To help with this, you can download the great free Star Count digital activity pack, which includes a handy Orion view finder - or view the support details online on the CPRE website.
Here are 5 simple steps from CPRE that you can follow to take part in Star Count:
1. Try to pick a clear night for your count, and wait until after 7pm so the sky is really dark. Please do your Star Count from home only. This could be your garden, balcony, doorstep or bedroom window.
2. Turn off all the lights in your home and let your eyes adjust (the longer you wait, the better).
3. Look south (the way satellite dishes point) and find the Orion constellation, with its four corners and three-star 'belt’.
4. Count the number of stars you can see within the rectangle made by the four corner stars. Don’t count the corner stars, but you can count the three stars in the middle – the belt.

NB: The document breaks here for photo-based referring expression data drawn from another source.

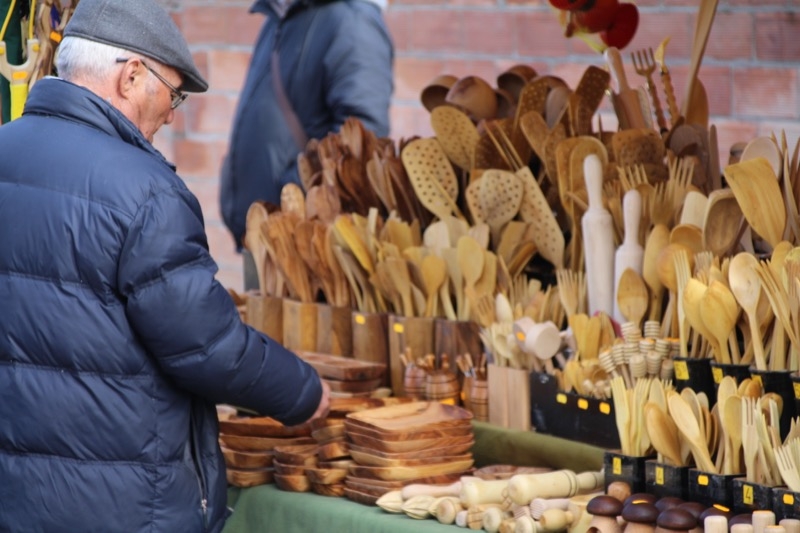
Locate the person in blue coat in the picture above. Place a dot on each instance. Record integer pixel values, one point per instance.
(331, 59)
(116, 342)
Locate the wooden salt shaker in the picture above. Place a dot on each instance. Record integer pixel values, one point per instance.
(598, 241)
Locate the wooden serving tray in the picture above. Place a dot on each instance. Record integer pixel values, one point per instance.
(410, 417)
(407, 446)
(404, 473)
(247, 460)
(370, 457)
(260, 444)
(261, 426)
(342, 368)
(463, 430)
(249, 478)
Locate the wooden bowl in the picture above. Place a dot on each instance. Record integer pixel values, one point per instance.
(249, 478)
(289, 470)
(334, 489)
(247, 460)
(292, 483)
(304, 455)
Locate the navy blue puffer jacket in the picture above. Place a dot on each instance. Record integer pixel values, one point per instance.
(336, 59)
(115, 339)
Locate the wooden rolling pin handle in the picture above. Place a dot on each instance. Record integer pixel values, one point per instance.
(437, 491)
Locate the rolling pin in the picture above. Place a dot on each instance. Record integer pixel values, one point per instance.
(523, 488)
(630, 253)
(598, 241)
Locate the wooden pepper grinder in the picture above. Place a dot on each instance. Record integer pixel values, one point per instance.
(598, 241)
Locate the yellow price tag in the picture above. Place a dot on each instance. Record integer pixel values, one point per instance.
(747, 494)
(681, 370)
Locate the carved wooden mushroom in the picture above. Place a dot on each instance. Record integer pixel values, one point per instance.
(604, 510)
(675, 520)
(640, 517)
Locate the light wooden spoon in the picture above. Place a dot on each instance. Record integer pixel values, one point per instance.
(746, 288)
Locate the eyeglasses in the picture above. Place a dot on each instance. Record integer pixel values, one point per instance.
(177, 96)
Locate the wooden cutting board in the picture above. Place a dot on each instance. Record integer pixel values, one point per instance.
(410, 417)
(342, 368)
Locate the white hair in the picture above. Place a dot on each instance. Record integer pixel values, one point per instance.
(77, 57)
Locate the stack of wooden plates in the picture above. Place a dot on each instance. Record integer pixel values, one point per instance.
(347, 377)
(248, 446)
(416, 442)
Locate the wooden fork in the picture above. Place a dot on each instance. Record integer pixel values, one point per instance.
(645, 64)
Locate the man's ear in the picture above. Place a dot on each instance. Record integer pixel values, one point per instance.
(133, 74)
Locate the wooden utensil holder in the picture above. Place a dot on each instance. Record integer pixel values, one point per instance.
(408, 333)
(334, 330)
(265, 313)
(456, 337)
(370, 339)
(299, 325)
(509, 397)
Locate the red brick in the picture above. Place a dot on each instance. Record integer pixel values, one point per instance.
(777, 37)
(199, 159)
(227, 69)
(765, 93)
(487, 32)
(438, 30)
(210, 114)
(411, 75)
(731, 37)
(540, 34)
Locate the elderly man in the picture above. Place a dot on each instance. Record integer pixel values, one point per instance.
(115, 340)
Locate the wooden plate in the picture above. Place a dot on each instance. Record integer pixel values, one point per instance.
(342, 368)
(326, 476)
(402, 473)
(250, 460)
(364, 386)
(249, 478)
(407, 446)
(410, 417)
(360, 497)
(302, 454)
(261, 427)
(333, 489)
(241, 443)
(292, 483)
(289, 470)
(421, 433)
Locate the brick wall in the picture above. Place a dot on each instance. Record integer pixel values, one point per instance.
(750, 70)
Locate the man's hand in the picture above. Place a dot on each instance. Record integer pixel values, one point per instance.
(324, 402)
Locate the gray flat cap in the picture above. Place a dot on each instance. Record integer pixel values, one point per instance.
(141, 26)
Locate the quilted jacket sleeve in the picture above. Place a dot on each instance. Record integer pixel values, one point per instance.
(358, 69)
(188, 322)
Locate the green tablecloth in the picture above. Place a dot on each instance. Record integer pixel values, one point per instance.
(266, 508)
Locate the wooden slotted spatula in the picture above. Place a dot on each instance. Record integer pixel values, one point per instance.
(432, 176)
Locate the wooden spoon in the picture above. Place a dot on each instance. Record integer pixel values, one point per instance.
(745, 285)
(720, 312)
(434, 274)
(658, 240)
(632, 296)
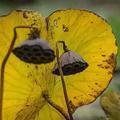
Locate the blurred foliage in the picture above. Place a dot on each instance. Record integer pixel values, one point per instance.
(18, 1)
(110, 103)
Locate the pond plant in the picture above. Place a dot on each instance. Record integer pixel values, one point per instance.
(51, 66)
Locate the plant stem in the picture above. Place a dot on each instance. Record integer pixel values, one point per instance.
(57, 107)
(63, 83)
(4, 64)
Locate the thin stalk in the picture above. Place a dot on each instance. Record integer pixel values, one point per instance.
(57, 107)
(4, 64)
(63, 84)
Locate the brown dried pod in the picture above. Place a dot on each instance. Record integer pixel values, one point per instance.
(71, 63)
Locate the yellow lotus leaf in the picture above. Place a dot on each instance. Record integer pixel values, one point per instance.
(85, 33)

5. Make a note of the number of stars seen with the naked eye (not with telescopes or binoculars) and then submit your count to the CPRE website.
Finally, take a look at the interactive map of the findings of the 2,500 brilliant ‘citizen scientists’ who helped with Star Count in 2020.
Each year, CPRE asks the nation to help measure light pollution in their area by getting starry-eyed with us and counting visible stars. Ready to help out and have fun? We think that dark and starry skies are a special part of our countryside. Nothing beats looking upwards to see velvety blackness, with twinkling constellations as far as the eye can see. Our buildings and streetlights emit light, though, and this can affect our view of truly dark skies. We want to make sure that we can all enjoy starlit nights, and we need your help in measuring what effect light is having on our views of the galaxy.